(À Éliane)
Dans la nuit du 31 décembre 1990 au 1er janvier 1991.
Pour le jour de l'an, Sandy allait prendre une bonne grosse cuite comme ses 18 ans le lui permettaient désormais.
Ses parents lui avaient laissé la voiture avec un léger pincement au coeur. Elle était maintenant majeure depuis à peine deux mois mais était-elle assez responsable pour ne pas boire et conduire à la fois? Un 31 décembre entre amis, ses parents savaient bien que l'alcool coulerait dans les gosiers. Sandy savait attirer les regards des jeunes hommes, elle se respectait suffisament pour ne pas se jeter entre les jambes du premier venu. Papa et maman le savaient, ils avaient confiance en elle, mais l'alcool est toujours la variable instable. Si elle craquait soudainement pour un beau garçon, si elle cédait à ses avances, si elle dansait sous les draps avec lui, si Sandy revenait avec un croissant dans le fourneau...Non il fallait faire confiance, il fallait laisser aller sa grande fille. C'était la toute première des trois enfants, c'était donc la première expérience pour papa et maman aussi. Inquiétude tout à fait normale diraient certains.

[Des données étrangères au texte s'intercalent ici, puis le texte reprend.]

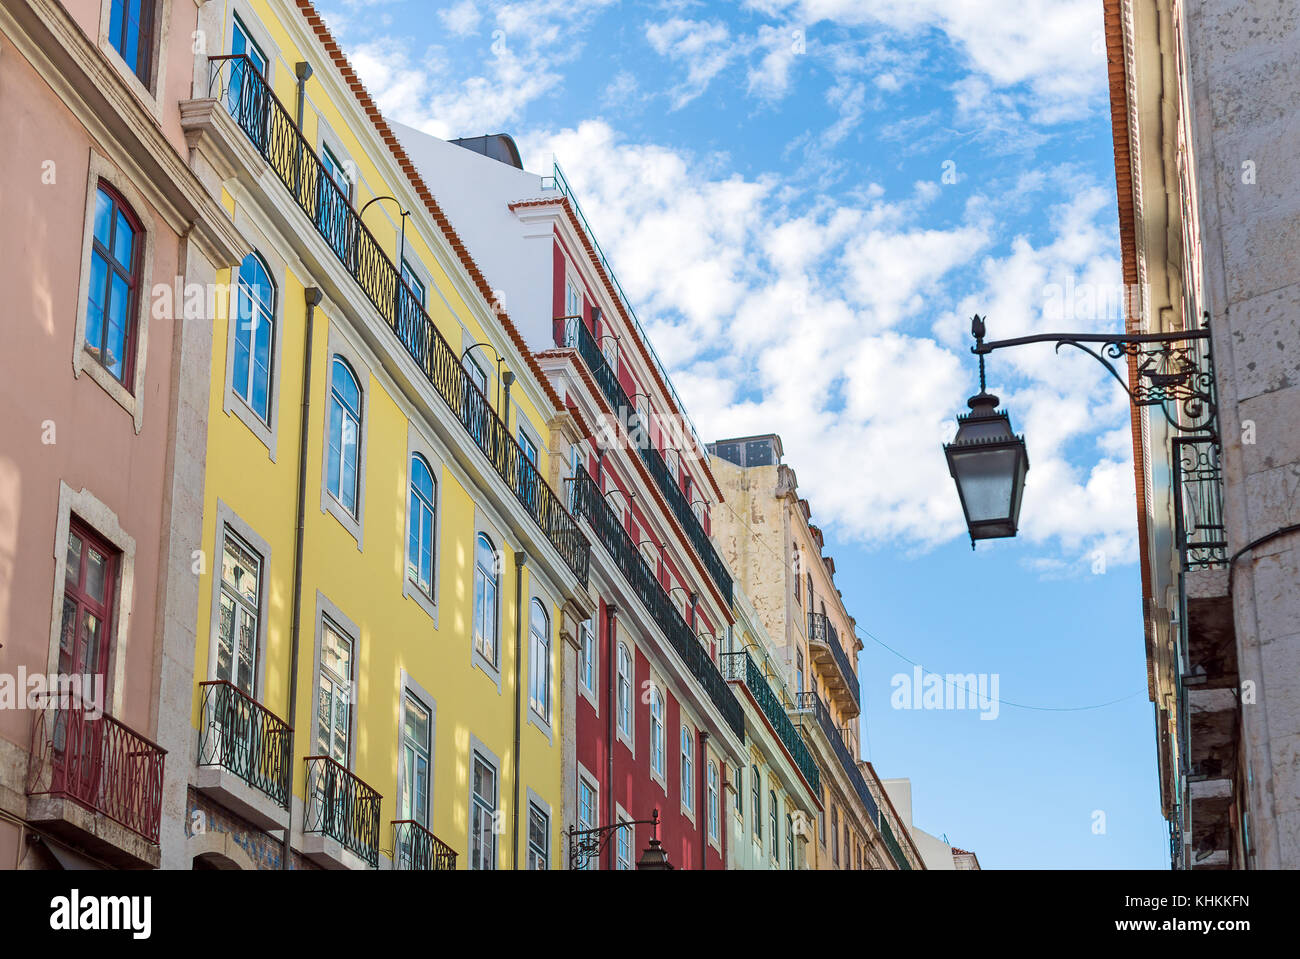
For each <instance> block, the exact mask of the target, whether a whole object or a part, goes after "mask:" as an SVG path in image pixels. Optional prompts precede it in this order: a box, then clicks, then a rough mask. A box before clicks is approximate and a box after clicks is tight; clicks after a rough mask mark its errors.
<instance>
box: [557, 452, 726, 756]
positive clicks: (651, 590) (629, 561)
mask: <svg viewBox="0 0 1300 959" xmlns="http://www.w3.org/2000/svg"><path fill="white" fill-rule="evenodd" d="M572 483H573V513H575V515H576V516H585V517H586V521H588V522H589V524H591V529H593V530H594V531H595V537H597V539H599V541H601V544H602V546H604V548H606V551H607V552H608V554H610V557H611V559H612V560H614V563H615V565H616V567H617V568H619V572H621V573H623V578H624V580H627V582H628V585H629V586H632V590H633V591H634V593H636V594H637V598H638V599H640V600H641V604H642V606H643V607H645V608H646V612H649V613H650V617H651V619H653V620H654V621H655V625H658V626H659V630H660V632H662V633H663V635H664V638H666V639H667V641H668V645H669V646H672V648H675V650H676V651H677V655H679V656H681V659H682V661H684V663H685V664H686V669H688V671H689V672H690V674H692V676H693V677H694V678H695V681H697V682H698V684H699V685H701V687H702V689H703V691H705V693H706V694H707V697H708V699H710V700H711V702H712V703H714V706H716V707H718V711H719V712H720V713H722V715H723V719H724V720H725V721H727V725H728V726H731V729H732V732H735V733H736V735H738V737H740V738H741V739H744V738H745V712H744V710H741V706H740V702H738V700H737V699H736V697H735V694H732V691H731V689H729V687H728V686H727V680H724V678H723V674H722V673H720V672H719V671H718V667H716V665H715V664H714V660H712V659H710V656H708V652H707V651H706V650H705V647H703V646H702V645H701V642H699V638H698V637H697V635H695V633H694V630H692V628H690V626H688V625H686V621H685V620H684V619H681V613H680V612H677V607H675V606H673V604H672V600H671V599H669V598H668V594H667V593H666V591H664V589H663V586H662V585H660V582H659V580H658V577H656V576H655V574H654V572H653V570H651V569H650V567H649V565H646V561H645V559H643V557H642V556H641V552H640V551H638V550H637V547H636V544H634V543H633V542H632V537H629V535H628V531H627V530H625V529H623V524H621V522H619V518H617V517H616V516H615V515H614V511H612V509H610V504H608V503H607V502H606V500H604V496H602V495H601V491H599V489H598V487H597V485H595V481H594V480H591V477H590V476H589V474H588V472H586V470H585V469H580V470H578V474H577V476H576V477H575V478H573V480H572Z"/></svg>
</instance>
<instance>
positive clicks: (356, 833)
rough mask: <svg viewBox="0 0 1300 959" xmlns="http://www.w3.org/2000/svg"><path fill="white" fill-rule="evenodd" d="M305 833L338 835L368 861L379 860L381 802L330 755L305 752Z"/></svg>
mask: <svg viewBox="0 0 1300 959" xmlns="http://www.w3.org/2000/svg"><path fill="white" fill-rule="evenodd" d="M305 761H307V819H305V821H304V823H303V832H304V833H321V834H324V836H329V837H330V838H331V839H337V841H338V842H341V843H342V845H343V846H344V847H347V849H350V850H352V851H354V852H356V855H359V856H360V858H361V859H364V860H365V862H367V863H369V864H370V865H378V864H380V804H381V802H382V800H383V797H381V795H380V794H378V793H376V791H374V790H373V789H372V787H370V786H369V785H367V784H365V782H364V781H363V780H361V778H360V777H357V776H356V774H354V773H352V772H351V771H350V769H347V768H346V767H343V765H341V764H339V763H337V761H335V760H333V759H330V758H329V756H307V760H305Z"/></svg>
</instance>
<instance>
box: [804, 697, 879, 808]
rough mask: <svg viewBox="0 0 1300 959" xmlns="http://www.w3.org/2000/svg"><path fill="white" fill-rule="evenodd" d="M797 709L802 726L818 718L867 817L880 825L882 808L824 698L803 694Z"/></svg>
mask: <svg viewBox="0 0 1300 959" xmlns="http://www.w3.org/2000/svg"><path fill="white" fill-rule="evenodd" d="M796 707H797V712H798V713H800V724H801V725H802V722H803V717H805V716H807V715H809V713H811V715H813V716H815V717H816V725H818V728H820V730H822V737H823V738H824V739H826V741H827V742H829V743H831V751H832V752H835V755H836V759H839V760H840V768H841V769H844V774H845V776H846V777H848V778H849V784H850V785H852V786H853V791H854V793H855V794H857V797H858V799H861V800H862V804H863V807H865V808H866V811H867V816H868V817H870V819H871V821H872V823H875V824H879V823H880V808H879V806H876V798H875V797H874V795H871V789H870V787H868V786H867V781H866V778H865V777H863V776H862V771H861V769H859V768H858V760H857V759H855V758H854V755H853V751H852V750H850V748H849V745H848V743H846V742H845V733H844V730H841V729H840V728H839V726H837V725H835V720H833V719H831V711H829V710H827V708H826V703H823V702H822V697H819V695H818V694H816V693H811V691H810V693H801V694H800V697H798V703H797V704H796Z"/></svg>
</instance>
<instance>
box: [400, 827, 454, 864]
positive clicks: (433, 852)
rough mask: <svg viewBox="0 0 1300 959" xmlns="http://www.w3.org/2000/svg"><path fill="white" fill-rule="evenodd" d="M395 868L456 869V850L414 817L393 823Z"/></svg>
mask: <svg viewBox="0 0 1300 959" xmlns="http://www.w3.org/2000/svg"><path fill="white" fill-rule="evenodd" d="M393 868H394V869H455V868H456V852H455V850H452V849H451V846H448V845H447V843H445V842H443V841H442V839H439V838H438V837H437V836H434V834H433V833H430V832H429V830H428V829H425V828H424V826H422V825H420V824H419V823H416V821H415V820H413V819H399V820H396V821H395V823H394V824H393Z"/></svg>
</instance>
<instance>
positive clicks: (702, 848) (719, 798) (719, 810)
mask: <svg viewBox="0 0 1300 959" xmlns="http://www.w3.org/2000/svg"><path fill="white" fill-rule="evenodd" d="M698 738H699V745H698V746H697V747H695V754H697V755H698V756H699V765H698V769H699V790H698V791H697V793H695V795H698V797H699V868H701V869H707V868H708V733H706V732H705V730H702V729H701V730H699V734H698ZM720 782H722V780H720V778H719V789H722V785H720ZM722 806H723V797H722V794H720V793H719V795H718V828H719V829H722V826H723V808H722ZM719 841H722V837H719Z"/></svg>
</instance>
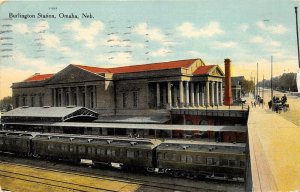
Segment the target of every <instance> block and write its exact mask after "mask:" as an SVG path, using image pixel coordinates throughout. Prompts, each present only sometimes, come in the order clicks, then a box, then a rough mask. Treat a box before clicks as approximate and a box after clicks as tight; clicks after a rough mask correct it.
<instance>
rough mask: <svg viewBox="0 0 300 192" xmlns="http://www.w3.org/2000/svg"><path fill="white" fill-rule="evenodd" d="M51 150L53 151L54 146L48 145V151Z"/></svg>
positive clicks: (51, 144) (52, 145)
mask: <svg viewBox="0 0 300 192" xmlns="http://www.w3.org/2000/svg"><path fill="white" fill-rule="evenodd" d="M52 149H54V144H53V143H49V144H48V150H49V151H51V150H52Z"/></svg>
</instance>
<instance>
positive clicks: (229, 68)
mask: <svg viewBox="0 0 300 192" xmlns="http://www.w3.org/2000/svg"><path fill="white" fill-rule="evenodd" d="M224 63H225V90H224V105H227V106H228V105H232V92H231V66H230V65H231V61H230V59H225V60H224Z"/></svg>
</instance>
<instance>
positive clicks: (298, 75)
mask: <svg viewBox="0 0 300 192" xmlns="http://www.w3.org/2000/svg"><path fill="white" fill-rule="evenodd" d="M297 8H298V7H295V14H296V33H297V49H298V72H297V88H298V93H300V52H299V34H298V14H297Z"/></svg>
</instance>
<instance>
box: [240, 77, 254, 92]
mask: <svg viewBox="0 0 300 192" xmlns="http://www.w3.org/2000/svg"><path fill="white" fill-rule="evenodd" d="M242 85H243V86H242V91H243V93H250V92H253V91H254V82H253V81H252V80H246V79H244V80H243V83H242Z"/></svg>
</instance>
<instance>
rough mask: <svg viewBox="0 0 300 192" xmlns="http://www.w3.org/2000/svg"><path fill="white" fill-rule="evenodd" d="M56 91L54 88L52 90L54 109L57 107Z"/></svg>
mask: <svg viewBox="0 0 300 192" xmlns="http://www.w3.org/2000/svg"><path fill="white" fill-rule="evenodd" d="M56 96H57V95H56V89H55V88H53V107H56V106H57V104H56Z"/></svg>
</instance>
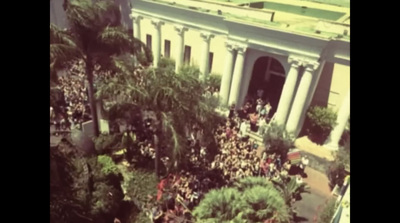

Mais ils auraient raison de lui avoir fait confiance. Sandy était une jeune fille intelligente.
Fêtant le passage au nouvel an en banlieue de Paris, à Clichy, chez Rémy, par un mois de décembre sans neige, Sandy avait bu des cafés cognac toute la soirée. Cédric lui plaisait beaucoup et elle avait discuté avec lui une bonne partie de la soirée. La plupart des gens sur place n'avaient pas l'âge pour consommer ce qu'ils consommaient et leurs comportements plus ou moins matures forcaient Sandy à rester en retrait. Pas qu'elle ne sut pas s'intégrer, au contraire, elle restait plutôt populaire, mais elle n'était pas du genre à se donner en spectacle. Boisson pas boisson. Nicolas faisait un tabac en multipliant les "santé!" et en parlant franchement trop fort. Ceci rendait Cédric encore plus intéressant puisqu'il était de tempéramment plus discret et semblait du coup plus raffiné. Sandy voulait du raffinement dans sa nouvelle vie de jeune adulte.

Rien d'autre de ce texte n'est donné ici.